Finding the CRC of a Zipped File

Zip CRC's can be seen by using the verbose mode. With unzip.exe I use this command to view crc's:

unzip -lv zipfile

Which produces this listing from running the sample code included. (and zipping the result)

Archive: x.zip
Method Size Ratio Date Time CRC-32 Name
------ ------ ---- ----- ---- ---- ------ ----
41 Stored 41 0% 06-01-03 00:22 01234567 crc01234567.txt
------ ------ --- -------

The CrcZip Class

class CrcZip {
public:
    explicit CrcZip(UI32 a_r=~0) : r(a_r){}
    enum {gf=0xdb710641};  // This is the generator

    UI32 r;                // residual, polynomial mod gf

    void clk(int i=0);     // clock in data, bit at a time

    void update(char *pbuf, int len); // update crc residual 

    operator UI32(){return ~r;};// object yields current CRC

    void clkrev();        // clk residual backwards

};

// This reverses CrcZip::clk(0)

// in Galois terms: R := i + R*X

void CrcZip::clkrev()
{
    if (r & 0x80000000)
        r = (r << 1) ^ gf;
    else
        r = (r << 1);
}

// this is the basic "gut's" of crc calcuation.
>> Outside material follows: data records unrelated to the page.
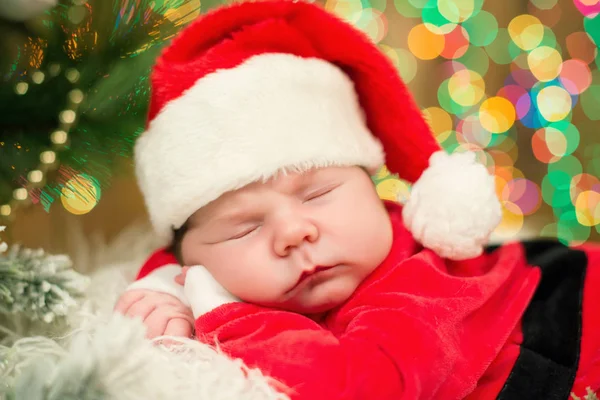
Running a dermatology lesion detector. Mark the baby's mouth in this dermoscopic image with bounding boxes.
[288,265,333,293]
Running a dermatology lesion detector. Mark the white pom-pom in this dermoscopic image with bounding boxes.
[402,151,502,260]
[0,0,58,21]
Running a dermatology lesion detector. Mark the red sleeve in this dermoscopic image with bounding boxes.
[196,247,539,400]
[135,248,178,280]
[196,304,453,400]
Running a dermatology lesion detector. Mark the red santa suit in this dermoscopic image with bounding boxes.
[134,203,600,400]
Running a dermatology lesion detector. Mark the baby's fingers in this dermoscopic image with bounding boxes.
[125,299,158,321]
[165,318,194,338]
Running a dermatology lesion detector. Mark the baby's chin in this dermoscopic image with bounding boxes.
[276,279,358,315]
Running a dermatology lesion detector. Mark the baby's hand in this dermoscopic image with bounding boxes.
[115,289,194,339]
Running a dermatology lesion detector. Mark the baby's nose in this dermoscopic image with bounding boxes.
[274,219,319,257]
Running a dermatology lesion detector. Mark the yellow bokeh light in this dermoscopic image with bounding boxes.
[60,174,100,215]
[423,107,452,142]
[508,14,544,51]
[165,0,200,26]
[448,69,485,107]
[527,46,562,82]
[374,165,390,179]
[479,96,516,133]
[408,24,446,60]
[575,190,600,226]
[537,86,573,122]
[437,0,475,24]
[376,178,410,202]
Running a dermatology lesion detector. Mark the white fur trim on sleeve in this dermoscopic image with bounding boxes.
[127,264,190,306]
[402,151,502,260]
[184,265,240,318]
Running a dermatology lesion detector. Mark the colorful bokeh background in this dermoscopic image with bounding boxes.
[0,0,600,250]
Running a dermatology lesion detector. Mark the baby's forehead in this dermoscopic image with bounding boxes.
[190,167,350,224]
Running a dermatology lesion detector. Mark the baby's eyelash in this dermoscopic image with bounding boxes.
[228,225,260,240]
[304,186,337,201]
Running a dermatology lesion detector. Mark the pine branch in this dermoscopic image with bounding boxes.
[0,229,89,332]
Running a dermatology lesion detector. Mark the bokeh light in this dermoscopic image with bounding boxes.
[423,107,454,143]
[527,46,562,82]
[508,14,544,50]
[462,11,498,46]
[408,24,445,60]
[60,174,101,215]
[560,60,592,94]
[448,69,485,107]
[536,85,572,122]
[479,96,516,133]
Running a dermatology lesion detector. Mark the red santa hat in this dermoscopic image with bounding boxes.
[135,0,500,259]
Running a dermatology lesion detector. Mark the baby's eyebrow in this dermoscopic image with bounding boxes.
[204,209,254,228]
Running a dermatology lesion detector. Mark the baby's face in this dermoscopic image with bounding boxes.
[182,167,392,314]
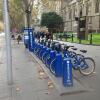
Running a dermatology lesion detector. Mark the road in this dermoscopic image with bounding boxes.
[0,37,100,100]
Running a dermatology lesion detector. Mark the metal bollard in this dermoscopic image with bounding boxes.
[55,53,62,77]
[63,58,73,87]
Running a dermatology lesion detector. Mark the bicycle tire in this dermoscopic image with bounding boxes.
[79,57,96,76]
[46,55,50,68]
[49,58,56,75]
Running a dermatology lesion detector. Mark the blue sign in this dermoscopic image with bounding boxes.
[28,28,34,51]
[63,58,73,87]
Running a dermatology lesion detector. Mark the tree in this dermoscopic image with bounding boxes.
[41,12,63,32]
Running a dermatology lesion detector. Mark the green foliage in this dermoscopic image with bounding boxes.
[41,12,63,29]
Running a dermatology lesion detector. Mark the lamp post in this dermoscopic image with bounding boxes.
[3,0,13,85]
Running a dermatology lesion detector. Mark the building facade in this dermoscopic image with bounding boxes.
[61,0,100,32]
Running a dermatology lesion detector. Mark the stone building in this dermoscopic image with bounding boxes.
[60,0,100,32]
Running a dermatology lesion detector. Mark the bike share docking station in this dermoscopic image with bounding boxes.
[24,29,88,95]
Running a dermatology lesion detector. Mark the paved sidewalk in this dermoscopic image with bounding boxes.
[0,39,100,100]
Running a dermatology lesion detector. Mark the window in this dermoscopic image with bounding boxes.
[95,0,99,13]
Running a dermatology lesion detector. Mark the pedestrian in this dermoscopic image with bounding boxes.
[17,34,22,44]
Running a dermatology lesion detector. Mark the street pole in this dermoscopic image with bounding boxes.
[3,0,13,85]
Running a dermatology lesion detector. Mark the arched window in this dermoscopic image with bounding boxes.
[95,0,99,13]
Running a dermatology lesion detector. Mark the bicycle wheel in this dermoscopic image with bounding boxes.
[49,58,56,75]
[71,54,84,70]
[79,57,95,76]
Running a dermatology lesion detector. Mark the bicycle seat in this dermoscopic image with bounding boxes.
[64,45,74,50]
[80,50,87,53]
[72,48,77,50]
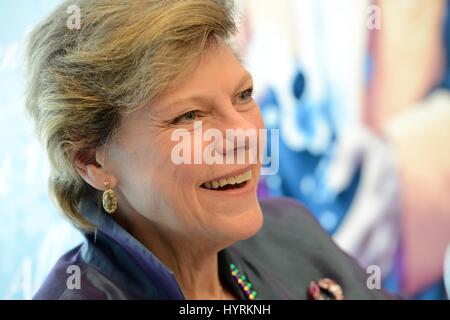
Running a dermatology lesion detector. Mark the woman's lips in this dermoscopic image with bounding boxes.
[201,169,252,190]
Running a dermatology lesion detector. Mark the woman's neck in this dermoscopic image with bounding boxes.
[114,210,234,300]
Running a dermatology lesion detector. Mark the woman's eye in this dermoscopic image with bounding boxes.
[239,88,253,102]
[173,111,197,123]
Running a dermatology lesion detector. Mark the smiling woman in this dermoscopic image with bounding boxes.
[27,0,384,299]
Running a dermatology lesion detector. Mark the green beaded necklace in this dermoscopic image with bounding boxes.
[230,263,256,300]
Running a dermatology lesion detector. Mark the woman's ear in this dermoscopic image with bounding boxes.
[73,149,117,191]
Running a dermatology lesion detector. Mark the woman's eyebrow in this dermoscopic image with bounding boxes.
[233,70,253,92]
[160,71,253,108]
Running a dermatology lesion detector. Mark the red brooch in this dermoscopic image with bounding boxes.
[308,278,344,300]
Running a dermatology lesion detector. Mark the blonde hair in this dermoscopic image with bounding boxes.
[26,0,236,230]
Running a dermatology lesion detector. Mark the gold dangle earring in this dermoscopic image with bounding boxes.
[102,181,117,214]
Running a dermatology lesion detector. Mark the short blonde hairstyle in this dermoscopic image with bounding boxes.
[26,0,236,230]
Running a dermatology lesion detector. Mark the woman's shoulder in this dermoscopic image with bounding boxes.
[233,198,386,299]
[33,239,139,300]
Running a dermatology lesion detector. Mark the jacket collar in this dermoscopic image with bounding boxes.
[80,197,184,299]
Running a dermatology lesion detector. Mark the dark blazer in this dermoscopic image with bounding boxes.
[34,198,387,299]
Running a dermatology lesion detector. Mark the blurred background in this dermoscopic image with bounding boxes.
[0,0,450,299]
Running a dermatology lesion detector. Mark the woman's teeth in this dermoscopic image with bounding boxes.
[202,170,252,189]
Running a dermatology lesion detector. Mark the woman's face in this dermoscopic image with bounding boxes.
[105,42,264,243]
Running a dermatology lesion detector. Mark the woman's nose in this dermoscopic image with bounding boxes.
[216,106,258,158]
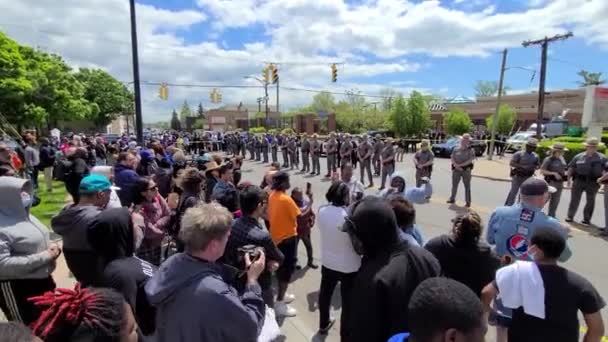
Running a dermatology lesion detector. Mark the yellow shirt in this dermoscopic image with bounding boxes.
[267,190,301,245]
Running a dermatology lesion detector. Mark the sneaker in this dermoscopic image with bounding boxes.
[319,317,336,335]
[283,293,296,304]
[274,302,298,317]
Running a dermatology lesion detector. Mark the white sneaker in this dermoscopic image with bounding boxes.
[283,293,296,304]
[274,302,298,317]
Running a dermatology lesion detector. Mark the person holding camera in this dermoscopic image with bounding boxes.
[145,203,266,342]
[0,177,61,324]
[224,185,284,307]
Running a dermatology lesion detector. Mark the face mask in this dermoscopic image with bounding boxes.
[21,194,34,208]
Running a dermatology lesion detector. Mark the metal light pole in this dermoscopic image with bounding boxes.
[129,0,144,145]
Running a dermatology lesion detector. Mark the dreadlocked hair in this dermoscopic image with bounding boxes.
[29,283,125,342]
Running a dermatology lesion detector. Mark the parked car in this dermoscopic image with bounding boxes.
[506,131,546,152]
[431,137,486,157]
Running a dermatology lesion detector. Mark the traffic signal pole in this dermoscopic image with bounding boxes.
[129,0,144,146]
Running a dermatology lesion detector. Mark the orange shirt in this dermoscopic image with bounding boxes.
[267,190,301,245]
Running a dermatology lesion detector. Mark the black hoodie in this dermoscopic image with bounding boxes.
[88,208,156,335]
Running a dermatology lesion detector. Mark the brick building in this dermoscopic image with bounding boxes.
[430,89,585,131]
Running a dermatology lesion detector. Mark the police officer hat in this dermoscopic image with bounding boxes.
[519,177,557,196]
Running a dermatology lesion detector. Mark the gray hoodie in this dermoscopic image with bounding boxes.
[146,253,265,342]
[0,177,55,280]
[51,204,102,286]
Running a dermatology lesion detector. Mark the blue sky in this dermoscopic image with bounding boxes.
[0,0,608,121]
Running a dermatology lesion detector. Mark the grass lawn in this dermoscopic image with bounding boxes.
[31,178,68,229]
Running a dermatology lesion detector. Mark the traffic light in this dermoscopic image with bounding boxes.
[268,64,279,84]
[158,82,169,100]
[331,63,338,83]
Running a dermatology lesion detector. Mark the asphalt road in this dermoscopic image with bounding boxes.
[243,155,608,341]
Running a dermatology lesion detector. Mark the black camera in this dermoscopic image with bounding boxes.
[237,245,264,270]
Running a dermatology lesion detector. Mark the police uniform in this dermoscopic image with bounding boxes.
[325,137,338,177]
[448,145,475,206]
[281,136,289,167]
[300,135,310,172]
[380,139,395,189]
[310,135,321,175]
[262,135,269,163]
[566,143,606,224]
[505,142,539,205]
[270,135,279,163]
[287,138,298,169]
[372,137,384,176]
[486,178,572,327]
[357,138,374,187]
[540,152,568,217]
[414,149,435,188]
[340,138,353,166]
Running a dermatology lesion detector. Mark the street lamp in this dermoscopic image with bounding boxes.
[243,76,269,128]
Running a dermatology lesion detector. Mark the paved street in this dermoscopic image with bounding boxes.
[238,155,608,342]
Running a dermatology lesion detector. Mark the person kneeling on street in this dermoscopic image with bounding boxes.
[146,203,266,342]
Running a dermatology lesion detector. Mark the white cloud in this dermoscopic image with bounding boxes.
[0,0,608,121]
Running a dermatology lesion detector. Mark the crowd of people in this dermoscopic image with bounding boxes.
[0,132,608,342]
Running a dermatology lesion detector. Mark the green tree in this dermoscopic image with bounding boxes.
[390,95,410,137]
[75,68,133,128]
[311,91,336,112]
[171,109,182,131]
[179,100,192,122]
[443,108,473,135]
[406,91,431,135]
[486,104,517,134]
[577,70,606,87]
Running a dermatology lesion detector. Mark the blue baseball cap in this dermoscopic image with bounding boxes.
[78,175,120,194]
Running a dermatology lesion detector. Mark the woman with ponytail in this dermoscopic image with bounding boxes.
[424,210,500,296]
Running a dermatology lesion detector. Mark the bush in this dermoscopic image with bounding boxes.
[249,127,266,134]
[536,137,606,162]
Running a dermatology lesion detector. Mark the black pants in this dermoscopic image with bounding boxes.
[298,232,313,265]
[319,266,357,339]
[0,277,55,325]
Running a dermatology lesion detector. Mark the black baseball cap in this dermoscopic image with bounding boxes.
[520,177,557,196]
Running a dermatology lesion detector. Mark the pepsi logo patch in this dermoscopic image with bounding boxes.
[507,234,528,259]
[519,208,535,222]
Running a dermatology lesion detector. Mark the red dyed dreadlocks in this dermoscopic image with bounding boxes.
[28,283,124,341]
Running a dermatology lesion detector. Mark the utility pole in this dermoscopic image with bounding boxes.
[522,32,573,139]
[488,49,507,160]
[129,0,144,146]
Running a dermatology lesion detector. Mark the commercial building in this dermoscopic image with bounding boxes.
[430,88,585,131]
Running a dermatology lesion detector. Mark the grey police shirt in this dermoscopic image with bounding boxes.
[414,150,435,164]
[452,146,475,164]
[540,157,568,175]
[568,152,606,178]
[511,151,539,171]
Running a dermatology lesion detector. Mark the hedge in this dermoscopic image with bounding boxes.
[536,137,606,162]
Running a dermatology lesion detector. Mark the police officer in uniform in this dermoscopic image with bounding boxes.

// and updates the crc's 32 bit residual for a

// single bit, in terms of galois theory

// this is: R := R*X^(-1)

void CrcZip::clk(int i)
{
    r ^= i;
    // rotation combined with possible xor of "gf"

    if (1 & r)
        r = ((r^gf) >> 1) | 0x80000000;
    else
        r >>= 1;
}

// This does a byte at a time by calculating the

// crc bit by bit, lsb first. Slow, but clear.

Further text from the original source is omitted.